Nova Scotia. Last year, already marked, you spent

the winter in your bed,which just fit in a backyard shed

in Vernon, Connecticut. And there was a life

to accommodate each place, its sweetness and pain.

When we met, you taught me the local architecture,

the difference between Georgian and Greek Revival,

and you thanked me for the poems you gave me.

Then you called late one night, drunk enough to over-

dose. Thoughtlessly, I rescued you, a dying man…

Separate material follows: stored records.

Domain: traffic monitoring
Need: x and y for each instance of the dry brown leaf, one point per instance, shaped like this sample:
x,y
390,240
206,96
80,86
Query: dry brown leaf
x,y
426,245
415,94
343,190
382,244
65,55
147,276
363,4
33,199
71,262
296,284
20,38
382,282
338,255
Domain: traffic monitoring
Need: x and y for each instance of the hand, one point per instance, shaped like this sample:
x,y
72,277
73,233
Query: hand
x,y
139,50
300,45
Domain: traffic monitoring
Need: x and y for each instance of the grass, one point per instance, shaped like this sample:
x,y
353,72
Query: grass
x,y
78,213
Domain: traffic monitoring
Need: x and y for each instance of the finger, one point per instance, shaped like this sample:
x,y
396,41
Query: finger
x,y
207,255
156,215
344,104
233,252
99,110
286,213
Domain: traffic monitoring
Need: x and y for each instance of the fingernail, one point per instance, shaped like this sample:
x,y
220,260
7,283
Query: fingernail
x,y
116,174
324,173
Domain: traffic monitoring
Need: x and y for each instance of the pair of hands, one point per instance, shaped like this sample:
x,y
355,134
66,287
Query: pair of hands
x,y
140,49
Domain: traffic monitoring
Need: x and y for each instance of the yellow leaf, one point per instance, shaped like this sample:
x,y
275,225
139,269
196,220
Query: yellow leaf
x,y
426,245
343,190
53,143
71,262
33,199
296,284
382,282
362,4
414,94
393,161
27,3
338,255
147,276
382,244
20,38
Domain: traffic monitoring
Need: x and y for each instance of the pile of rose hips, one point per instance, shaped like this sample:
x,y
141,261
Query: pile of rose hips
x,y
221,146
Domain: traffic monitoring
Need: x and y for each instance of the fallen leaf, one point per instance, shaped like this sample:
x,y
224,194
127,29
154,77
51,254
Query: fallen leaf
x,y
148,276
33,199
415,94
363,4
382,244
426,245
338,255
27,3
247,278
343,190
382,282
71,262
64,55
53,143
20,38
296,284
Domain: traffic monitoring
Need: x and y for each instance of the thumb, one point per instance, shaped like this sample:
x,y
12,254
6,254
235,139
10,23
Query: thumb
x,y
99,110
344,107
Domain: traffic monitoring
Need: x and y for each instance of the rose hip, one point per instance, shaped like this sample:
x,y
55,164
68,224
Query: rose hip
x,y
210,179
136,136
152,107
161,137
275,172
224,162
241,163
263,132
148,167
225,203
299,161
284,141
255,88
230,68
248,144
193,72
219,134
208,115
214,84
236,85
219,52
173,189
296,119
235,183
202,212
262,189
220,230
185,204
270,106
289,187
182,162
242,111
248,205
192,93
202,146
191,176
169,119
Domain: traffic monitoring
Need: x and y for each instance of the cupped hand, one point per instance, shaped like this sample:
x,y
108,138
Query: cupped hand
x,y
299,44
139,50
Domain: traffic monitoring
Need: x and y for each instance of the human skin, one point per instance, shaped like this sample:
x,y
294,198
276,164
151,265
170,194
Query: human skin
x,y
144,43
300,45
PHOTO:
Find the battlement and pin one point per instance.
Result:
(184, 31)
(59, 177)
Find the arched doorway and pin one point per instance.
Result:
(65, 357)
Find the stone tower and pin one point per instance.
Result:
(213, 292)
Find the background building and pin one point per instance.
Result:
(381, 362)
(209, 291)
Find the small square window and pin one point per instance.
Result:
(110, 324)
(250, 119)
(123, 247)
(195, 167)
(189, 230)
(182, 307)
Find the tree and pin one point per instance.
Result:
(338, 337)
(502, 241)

You never forgave nor spoke to me again.

Now once in a while a car slows, pondering

your beard, your emaciation, the known and unknown

risks, sees you finally, and explodes away from the shoulder

where you stand, all its doors locked simultaneously

against those Kaposi’s inflorescences that stain

your dying…Roland, Roland, don’t you know

we all die in shame and alone? We die, perhaps,

not far from home, or perhaps, like you, wandering,

waiting for the one car to cross the bridge

whose toll is so high we all pay with our lives.

WORRYWART

Tonight I’m up late worrying

about a badly canned chestnut puree

and botulism, which is useless

since I’ll know soon enough from

what the Merck Manual describes as

“difficulty speaking or swallowing,

drooping eyelids, double vision,

lassitude and weakness progressing

to paralysis” that I have it

or not. Not very likely with only

130 cases in the U.S. in a year,

but as I said, I worry, and worry attaches

to anything: leprosy, asteroids falling

from the sky, dirt on your hands.

Most people worry too much

about things that won’t matter

after six months. My friend doesn’t

have to worry about those. He is

losing his speech to Lou Gehrig’s. In six

months who knows what won’t work

any longer or which will matter

most. His assistive device says

the words he types, but how I miss

the sound of his voice, which I’ve forgotten

except when I call and the old

machine picks up: Joe speaking.

I can’t answer the phone right now

but I’ll call you back as soon as I can.